With his assistant, Allan Niptanatiak of Kugluktuk, Lee has been trying to bring science and the traditional knowledge of Inuit hunters together in a way "that complements the other."

"I've mostly worked with the Inuit," he says. "Allan and the other hunters knew where to find them but he didn't know the wolverines had such small ranges."

The largest range Lee has documented is 1,000 square kilometres, which belongs to a juvenile male. The smallest, 64 square kilometres, belongs to an adult female.

Another curious feature is that male wolverines usually have about two females living in their range.

"It's like their own little harem," he jokes.

To track the wolverines' movement, Lee and Niptanatiak capture the animals and place radio collars around their necks. Fourteen animals have been collared so far.

Another method used in the study is paying hunters $25 dollars per wolverine carcass. The bodies are weighed and measured by Lee and Niptanatiak and then dissected to determine things like age, reproductive status and diet.

Since beginning his research, Lee has turned up evidence that female wolverines return each spring to the same den to give birth and raise their kits. But the evidence thus far is inconclusive.

With the rapid growth of mineral exploration and development in the region, this information is crucial.

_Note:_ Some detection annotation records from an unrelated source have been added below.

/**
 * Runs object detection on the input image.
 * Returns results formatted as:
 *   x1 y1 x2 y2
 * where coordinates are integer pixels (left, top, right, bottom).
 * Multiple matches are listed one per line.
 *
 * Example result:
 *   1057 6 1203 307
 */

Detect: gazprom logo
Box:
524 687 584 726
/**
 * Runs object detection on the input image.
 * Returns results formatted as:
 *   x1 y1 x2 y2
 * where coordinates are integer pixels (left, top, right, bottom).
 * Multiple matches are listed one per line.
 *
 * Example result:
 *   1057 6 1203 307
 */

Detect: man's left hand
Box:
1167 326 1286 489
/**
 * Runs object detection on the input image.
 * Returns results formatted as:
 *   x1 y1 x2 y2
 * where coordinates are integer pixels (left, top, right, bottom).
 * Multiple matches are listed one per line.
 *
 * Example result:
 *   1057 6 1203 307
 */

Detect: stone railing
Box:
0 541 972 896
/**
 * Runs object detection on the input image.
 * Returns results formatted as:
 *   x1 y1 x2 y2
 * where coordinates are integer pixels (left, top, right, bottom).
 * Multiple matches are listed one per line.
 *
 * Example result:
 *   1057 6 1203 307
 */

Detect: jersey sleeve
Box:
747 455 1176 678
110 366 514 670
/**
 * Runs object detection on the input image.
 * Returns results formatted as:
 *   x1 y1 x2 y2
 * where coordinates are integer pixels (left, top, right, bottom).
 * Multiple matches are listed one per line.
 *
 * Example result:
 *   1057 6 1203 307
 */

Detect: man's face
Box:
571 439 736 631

"Although wolverines will go into camps, they aren't found living around civilized areas," he explains.

It's important to gather as much baseline data on the wolverine before the project ends in 1999 because "there are going to be displaced animals and we need to know whether that makes them incapable of reproducing."

The wolverine is listed as an endangered species in Northern Quebec and Labrador. Hunting, predator control and diminished caribou populations were the main reasons for the wolverines' decline in there.

Said Pearl Benyk of the West Kitikmeot Slave Study, of which Lee's project is a part: "There's a lot of baseline work that should've been done before all this development began but we're starting now and that's something."